II. Update the policy using the resulting converged utilities from the previous step to obtain πi+1.

These steps are repeated until π converges to π*

3. Parallelized Policy Iteration

Parallelized policy iteration finds the optimal policy using the same approach as policy iteration above. However, in contrast to finding V(s) and π(s) sequentially for all s in each iteration, the states are partitioned P groups, which are assigned to P processors. In this way, V(s) and π(s) can be obtained in parallel .

Using the above approaches to finding the optimal policy, we compare run times and iteration numbers by following these steps:

  1. For each randomly generated maze, compute both the time and iterations required to “solve” the maze using (A) value iteration, (B) policy iteration and (C) policy iteration with parallel processing.

  2. Repeat using varying maze sizes and gamma values.

  3. Create visualizations comparing the algorithms and their responsiveness to grid size and gamma values.

Policy Iteration Value Iteration Scale
Policy Iteration Value Iteration scale

Our solvers in action (red state is exit)

Results

We first tested the computational speed and iteration numbers of our MDP solving algorithms by generating mazes of varying sizes. Fig. 1 shows that grid size has no apparent effect on the number of iterations required to solve the MDP after a low threshold. On the other hand, Fig. 2 shows that the time required to run the algorithm increases linearly with the area of the grid. Overall, value iteration outperforms policy iteration in terms of runtime, despite requiring more iterations to converge to the optimal policy.

Fig. 1 Fig. 2
Fig 1 Fig 2

Our implementation of the parallelized policy iteration proved to be extremely inefficient relative to the other algorithms, as shown in Fig. 3. Without performing specific tests, we have two primary hypotheses as to why this is the case:

  1. In order to implement parallelization in Python, we used the multiprocessing module. There is considerable overhead that is incurred when new processes are created, when tasks are dispatched to processes, and when processes communicate with each other.

  2. To keep our algorithms comparable, we used the same data structure for the parallelized code that we did for value iteration and policy iteration. This data structure involved a custom Python class called MDPState for each state, which we stored in a list of lists. When it came to implementing parallelized policy iteration, we discovered that this was a memory-intensive and inefficient data structure that was unsuitable for parallel processes. Because we could not partition our list of states, we had to pass the entire grid to each process.
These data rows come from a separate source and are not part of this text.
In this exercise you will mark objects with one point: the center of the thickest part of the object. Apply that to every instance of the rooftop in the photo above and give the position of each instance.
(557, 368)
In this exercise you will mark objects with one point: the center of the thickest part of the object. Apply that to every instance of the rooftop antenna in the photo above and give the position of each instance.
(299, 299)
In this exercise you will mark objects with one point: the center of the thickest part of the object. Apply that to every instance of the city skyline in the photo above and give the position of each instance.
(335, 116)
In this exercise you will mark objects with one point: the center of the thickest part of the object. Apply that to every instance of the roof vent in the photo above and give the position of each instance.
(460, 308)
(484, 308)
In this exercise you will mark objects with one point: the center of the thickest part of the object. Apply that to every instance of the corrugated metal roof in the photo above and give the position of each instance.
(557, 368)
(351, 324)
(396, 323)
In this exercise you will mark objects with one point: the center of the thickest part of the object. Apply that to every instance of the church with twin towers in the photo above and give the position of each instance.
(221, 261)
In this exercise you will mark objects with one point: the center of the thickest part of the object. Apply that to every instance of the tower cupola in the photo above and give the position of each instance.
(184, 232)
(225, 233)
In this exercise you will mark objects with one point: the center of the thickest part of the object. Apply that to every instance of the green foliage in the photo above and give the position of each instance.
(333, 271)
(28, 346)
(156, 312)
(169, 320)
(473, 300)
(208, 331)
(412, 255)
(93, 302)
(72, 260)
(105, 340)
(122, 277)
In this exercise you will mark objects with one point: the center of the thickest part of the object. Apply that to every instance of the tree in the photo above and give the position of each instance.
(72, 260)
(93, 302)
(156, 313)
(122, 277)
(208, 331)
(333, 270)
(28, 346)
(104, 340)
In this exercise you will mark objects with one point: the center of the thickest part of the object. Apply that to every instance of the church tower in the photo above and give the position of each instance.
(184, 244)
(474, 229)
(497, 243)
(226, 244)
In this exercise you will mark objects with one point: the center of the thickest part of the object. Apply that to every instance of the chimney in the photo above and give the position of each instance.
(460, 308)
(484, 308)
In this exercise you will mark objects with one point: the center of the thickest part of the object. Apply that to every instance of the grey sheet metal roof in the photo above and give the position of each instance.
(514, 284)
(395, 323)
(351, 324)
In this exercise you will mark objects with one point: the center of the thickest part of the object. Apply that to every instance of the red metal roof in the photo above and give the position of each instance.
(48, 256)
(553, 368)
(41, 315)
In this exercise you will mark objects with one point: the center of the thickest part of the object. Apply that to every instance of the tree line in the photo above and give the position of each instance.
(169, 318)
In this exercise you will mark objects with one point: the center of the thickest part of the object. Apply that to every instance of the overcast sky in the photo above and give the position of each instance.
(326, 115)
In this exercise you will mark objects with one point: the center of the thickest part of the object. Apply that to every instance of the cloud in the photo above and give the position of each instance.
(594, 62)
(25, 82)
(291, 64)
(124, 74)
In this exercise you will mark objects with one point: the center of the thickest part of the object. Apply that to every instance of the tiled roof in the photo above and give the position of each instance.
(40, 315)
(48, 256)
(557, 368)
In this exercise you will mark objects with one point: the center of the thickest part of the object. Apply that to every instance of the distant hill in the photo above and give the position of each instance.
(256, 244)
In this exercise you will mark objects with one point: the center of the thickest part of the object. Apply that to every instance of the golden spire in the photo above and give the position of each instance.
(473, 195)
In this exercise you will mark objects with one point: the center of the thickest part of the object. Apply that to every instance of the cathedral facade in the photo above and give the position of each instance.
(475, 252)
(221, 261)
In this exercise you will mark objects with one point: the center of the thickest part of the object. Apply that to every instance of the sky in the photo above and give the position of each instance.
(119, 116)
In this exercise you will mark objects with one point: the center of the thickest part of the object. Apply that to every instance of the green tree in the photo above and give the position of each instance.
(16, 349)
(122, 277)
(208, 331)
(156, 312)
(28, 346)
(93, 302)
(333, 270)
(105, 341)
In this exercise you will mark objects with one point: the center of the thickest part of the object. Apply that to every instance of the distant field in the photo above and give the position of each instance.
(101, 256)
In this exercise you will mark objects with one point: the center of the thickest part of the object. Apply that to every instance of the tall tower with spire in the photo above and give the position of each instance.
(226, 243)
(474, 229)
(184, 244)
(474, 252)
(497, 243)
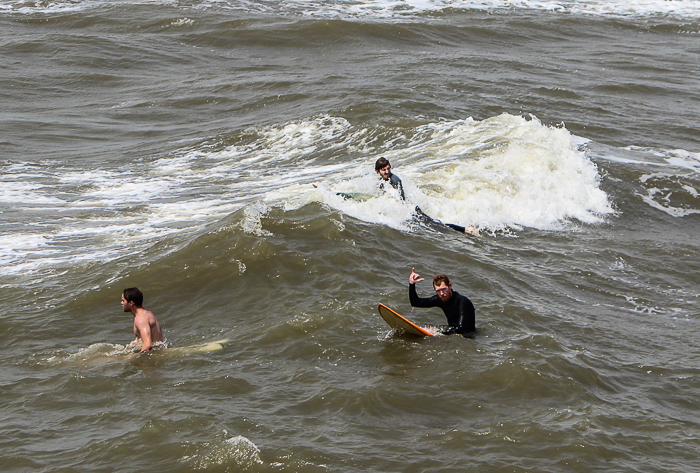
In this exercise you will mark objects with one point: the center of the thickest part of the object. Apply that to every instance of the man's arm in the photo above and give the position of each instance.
(413, 296)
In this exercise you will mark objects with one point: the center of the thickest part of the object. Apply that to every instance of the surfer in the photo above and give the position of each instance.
(146, 327)
(383, 168)
(458, 309)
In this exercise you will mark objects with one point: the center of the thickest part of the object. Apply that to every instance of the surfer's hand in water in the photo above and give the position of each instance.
(414, 277)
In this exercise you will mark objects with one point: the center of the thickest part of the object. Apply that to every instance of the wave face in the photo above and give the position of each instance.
(204, 151)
Finally, in order to reassemble our results, we had to rewrite the “value” attributes of our MDPStates individually by scanning through every element of the grid, which takes a considerable amount of time.

If given more time, we would rewrite our parallelized policy iteration code using numpy arrays to represent states and values, which much more efficient and suitable for parallel execution.

Fig. 3

Next, we explored the effects of varying the discount factor, gamma, on the time and number of iterations required to solve the MDPs. Fig. 4 shows that the number of iterations required increases exponentially with gamma for value iteration, and linearly for policy iteration. For both policy and value iteration, runtime increases exponentially with gamma.

Fig. 4 Fig. 5
Fig 4 Fig 5

Conclusion

In this project, three techniques for solving MDPs were implemented and tested on mazes of varying sizes. We conclude firstly that despite requiring fewer iterations to converge, policy iteration generally takes more time to run than value iteration. We also concluded that the size of the environment linearly increases the solve time of all three approaches. Finally, solve time increases exponentially with the discount factor gamma.

In addition to the overhead involved in executing code across multiple processes, the effectiveness of parallelization depends heavily on the implementation, including data structures and other design choices.

Future work will focus on building a suitable implementation of parallelized policy iteration in order to improve performance. In addition, for even larger problems than the ones discussed here, it is possible to explore alternative algorithms and approximation algorithms for solving MDPs.